Hint: We have to calculate the value of \[\overrightarrow {AB} \cdot \overrightarrow {BC} + \overrightarrow {BC} \cdot \overrightarrow {CA} + \overrightarrow {CA} \cdot \overrightarrow {AB} \] where $AB$, $BC$ and $CA$ are the sides of an equilateral triangle \[ABC\]. First of all we have to find the dot product of two adjacent sides. We have studied in chapter “vector” that the dot product of two vectors $\overrightarrow X $ and $\overrightarrow Y $is \[\overrightarrow {X} \overrightarrow{Y} = |X||Y|\cos \theta \]. Since the given triangle is an equilateral triangle, the angle between the two sides is ${60^ \circ }$. Then we can find the dot product of two adjacent sides and then add them to get the required value.

Complete step by step solution:Here, the given triangle is an equilateral triangle and we have to find the value of \[\overrightarrow {AB} \cdot \overrightarrow {BC} + \overrightarrow {BC} \cdot \overrightarrow {CA} + \overrightarrow {CA} \cdot \overrightarrow {AB} \].
It is clearly visible that we have to find the dot product of two adjacent sides. We also know that each angle of the equilateral triangle is equal and of ${60^ \circ }$ each.
Now, find the value of \[A{B’}B{C’}\] by using the formula of dot products of two vectors.
\[\overrightarrow {AB} \cdot \overrightarrow {BC} = \overrightarrow {|AB|} |\overrightarrow {BC|} \cos {60^ \circ }\]
It is given that the sides of the equilateral triangle is $a$. And $\left| {\overrightarrow {AB} } \right|$,$\left| {\overrightarrow {BC} } \right|$ are the length of sides and $\cos {60^ \circ } = \dfrac{1}{2}$.
\[\overrightarrow {AB} \cdot \overrightarrow {BC} = \frac{1}{2}{a^2}\]
Similarly,
\[\overrightarrow {BC} \cdot \overrightarrow {CA} = \overrightarrow {|BC|} |\overrightarrow {CA|} \cos {60^ \circ }\]
Similarly,
\[\overrightarrow {CA} \cdot \overrightarrow {AB} = \overrightarrow {|CA|} |\overrightarrow {AB|} \cos {60^ \circ }\]

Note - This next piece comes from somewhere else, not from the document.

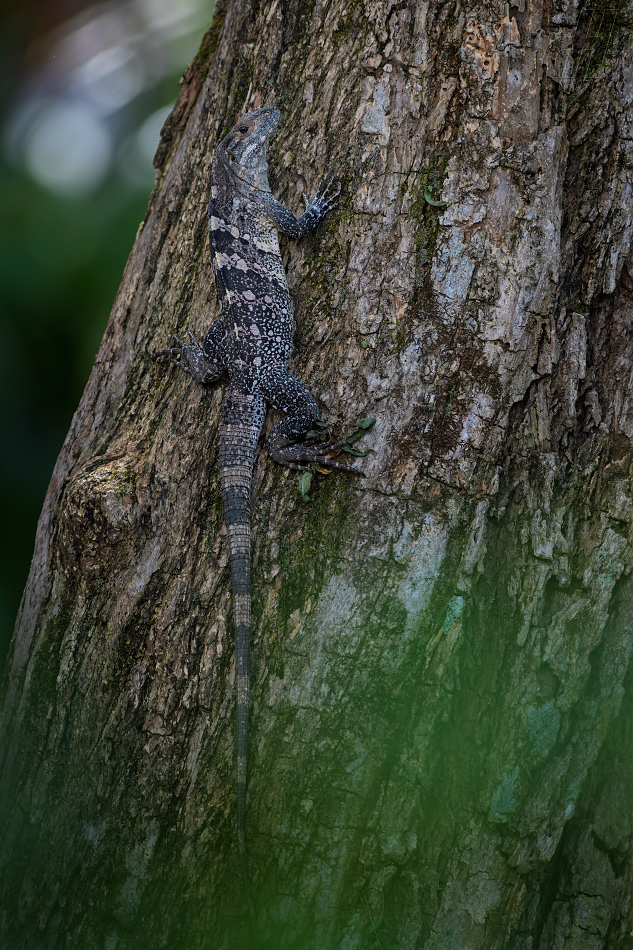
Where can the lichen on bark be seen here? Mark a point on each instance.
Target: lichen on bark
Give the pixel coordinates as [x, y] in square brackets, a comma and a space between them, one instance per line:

Now, all these terms to get the value of \[\overrightarrow {AB} \cdot \overrightarrow {BC} + \overrightarrow {BC} \cdot \overrightarrow {CA} + \overrightarrow {CA} \cdot \overrightarrow {AB} \].
$ = \dfrac{1}{2}{a^2} + \dfrac{1}{2}{a^2} + \dfrac{1}{2}{a^2}$
$ = \dfrac{3}{2}{a^2}$
Thus, the required value of is $\dfrac{3}{2}{a^2}$.

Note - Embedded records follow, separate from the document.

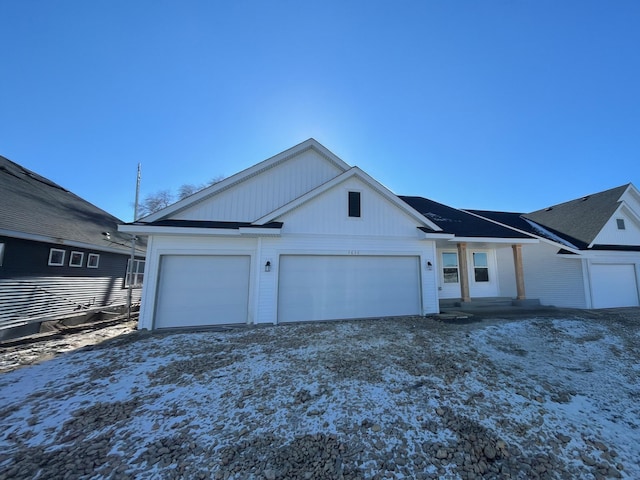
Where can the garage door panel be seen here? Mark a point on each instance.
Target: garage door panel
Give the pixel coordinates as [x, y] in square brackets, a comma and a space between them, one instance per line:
[614, 285]
[335, 287]
[196, 290]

Hence, option (A) is correct.

Note: Similar concept is applied if we have to calculate the value of $\overrightarrow {AB} \times \overrightarrow {BC} + \overrightarrow {BC} \times \overrightarrow {CA} + \overrightarrow {CA} \times \overrightarrow {AB} $ remaining all condition is same as above. In spite of the dot product of two adjacent sides we have to find the cross product. The formula for the magnitude of cross product as $\left| {\overrightarrow {AB} \times \overrightarrow {BC} } \right| = \left| {\overrightarrow {AB} } \right|\left| {\overrightarrow {BC} } \right|\sin \theta $ . And all other steps are the same as above.